World consumption of monocalcium phosphate (MCP) (29% of the world total) is forecast to grow at an average annual rate of 2.5% during 2015–20. Growth will be led by China at about 7% per year during 2015–20, followed by Other Asia (about 3.5% per year), Africa and the Middle East, the United States, and Central and South America. Western Europe is the leading consumer, accounting for a share of 26%, followed by the United States, China, Central and Eastern Europe, and Africa and the Middle East.
Growth in the consumption of tricalcium phosphate (TCP) (7% of the world total) is forecast at 2.5% annually during 2015–20. Central and Eastern Europe is the leading consumer at 34%, followed by China (25%), the United States, Japan, and Central and South America. Growth will be led by China and the United States, at about 7% and 3% per year, respectively, during 2015–20. Consumption in most other regions is declining. Most consumption is for poultry.
Consumption of feed-grade calcium phosphates is forecast to grow at 2.0% annually during 2015–20, led by China at 4.6%, Africa and the Middle East at 2.5%, and the United States at 0.9%. Several regions are projected to have declines, including Japan, Central and South America, and Western Europe.

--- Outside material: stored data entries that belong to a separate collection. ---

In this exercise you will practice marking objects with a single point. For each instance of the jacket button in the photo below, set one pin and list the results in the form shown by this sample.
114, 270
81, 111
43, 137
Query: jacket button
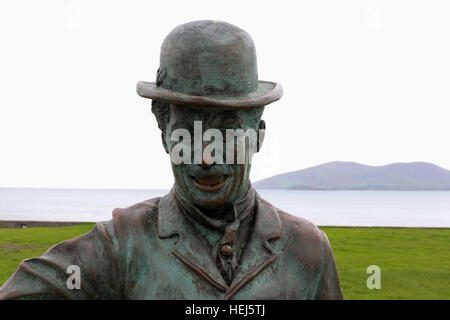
226, 250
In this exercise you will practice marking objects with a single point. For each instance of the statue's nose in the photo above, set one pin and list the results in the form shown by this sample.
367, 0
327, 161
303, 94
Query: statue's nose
204, 164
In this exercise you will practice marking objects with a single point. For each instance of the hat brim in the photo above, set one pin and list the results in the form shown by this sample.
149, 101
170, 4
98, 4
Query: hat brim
266, 93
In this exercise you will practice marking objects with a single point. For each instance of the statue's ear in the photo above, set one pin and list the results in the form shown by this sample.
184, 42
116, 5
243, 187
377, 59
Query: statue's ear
261, 134
164, 140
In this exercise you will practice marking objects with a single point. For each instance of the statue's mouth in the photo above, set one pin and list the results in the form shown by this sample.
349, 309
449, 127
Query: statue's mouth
210, 183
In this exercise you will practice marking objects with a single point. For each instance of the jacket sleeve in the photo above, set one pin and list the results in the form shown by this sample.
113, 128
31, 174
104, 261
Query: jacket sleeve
328, 287
46, 277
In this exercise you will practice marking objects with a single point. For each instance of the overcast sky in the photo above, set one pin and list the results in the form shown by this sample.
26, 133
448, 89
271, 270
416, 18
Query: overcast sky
364, 81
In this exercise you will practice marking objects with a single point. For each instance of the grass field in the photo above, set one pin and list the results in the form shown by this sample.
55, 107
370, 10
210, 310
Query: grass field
414, 262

The boom in the biofuel industry resulted in surging demand for phosphate crop nutrition, which pushed up phosphate pricing to historical highs during 2002–08, coupled with rising energy costs. The phosphate industry went through a phase of rapid expansion to meet growing demand for both crop nutrition and animal feed, but it is now faced with overcapacity. The prices for inorganic feed phosphate and phosphate fertilizers recovered from the post-2008 correction until after 2012 when the oversupply issues and lower energy prices started to weigh on the pricing of products. The price of crude oil was at an historical low below $30 per barrel as of January 2016.